TEMA: El maestro inolvidable
EL MAESTRO MIGUEL
Miguel nació y el sol penetró los agujeros
de mi cabaña. Me despertaron el trino de las aves y los arcabuces que daban la
bienvenida al ilustre maestro.
Al deambular por antigüedades y libros
encantados, tropecé con su híbrida silueta de ángel y guerrero. Se metió en mis
huesos, a tal punto que los harapos del tiempo me caían de los ojos y mis
valijas rebosaban de conquistas y quimeras.

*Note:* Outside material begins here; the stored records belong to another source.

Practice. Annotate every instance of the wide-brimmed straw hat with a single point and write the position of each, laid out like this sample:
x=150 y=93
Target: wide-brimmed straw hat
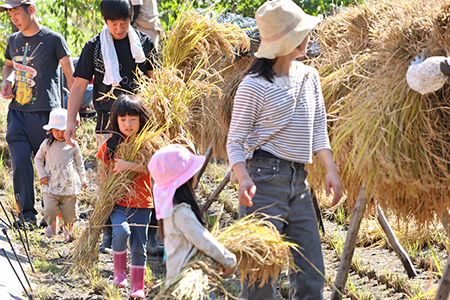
x=283 y=26
x=10 y=4
x=171 y=167
x=58 y=119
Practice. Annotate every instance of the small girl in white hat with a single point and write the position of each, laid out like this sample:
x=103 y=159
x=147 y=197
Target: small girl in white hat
x=173 y=169
x=61 y=173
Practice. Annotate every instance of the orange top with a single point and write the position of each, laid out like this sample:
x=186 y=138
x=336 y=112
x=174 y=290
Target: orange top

Fue el amigo íntimo y refugio. Con frecuencia
lo vi echado en los portales de El Vedado mientras hacía compañía al Caballero
de París, el cual insistía en ser miembro de la Armada de Arcángeles
Mayores.
También lo sentí en los puentes de Venecia
hasta que partió para construir molinos de plomo en Lepanto y, durante años, en
perfecta armonía con su pluma entre las paredes de Argel. Más tarde, en Lisboa,
me regaló una flor y proseguimos el camino tormentoso de las palabras… En fin,
en un Lugar de la Mancha
me hizo suya hasta más allá de la muerte y de la gloria, y en un lugar de La
Habana, entre libros y pizarras.
(Imagen tomada de la red)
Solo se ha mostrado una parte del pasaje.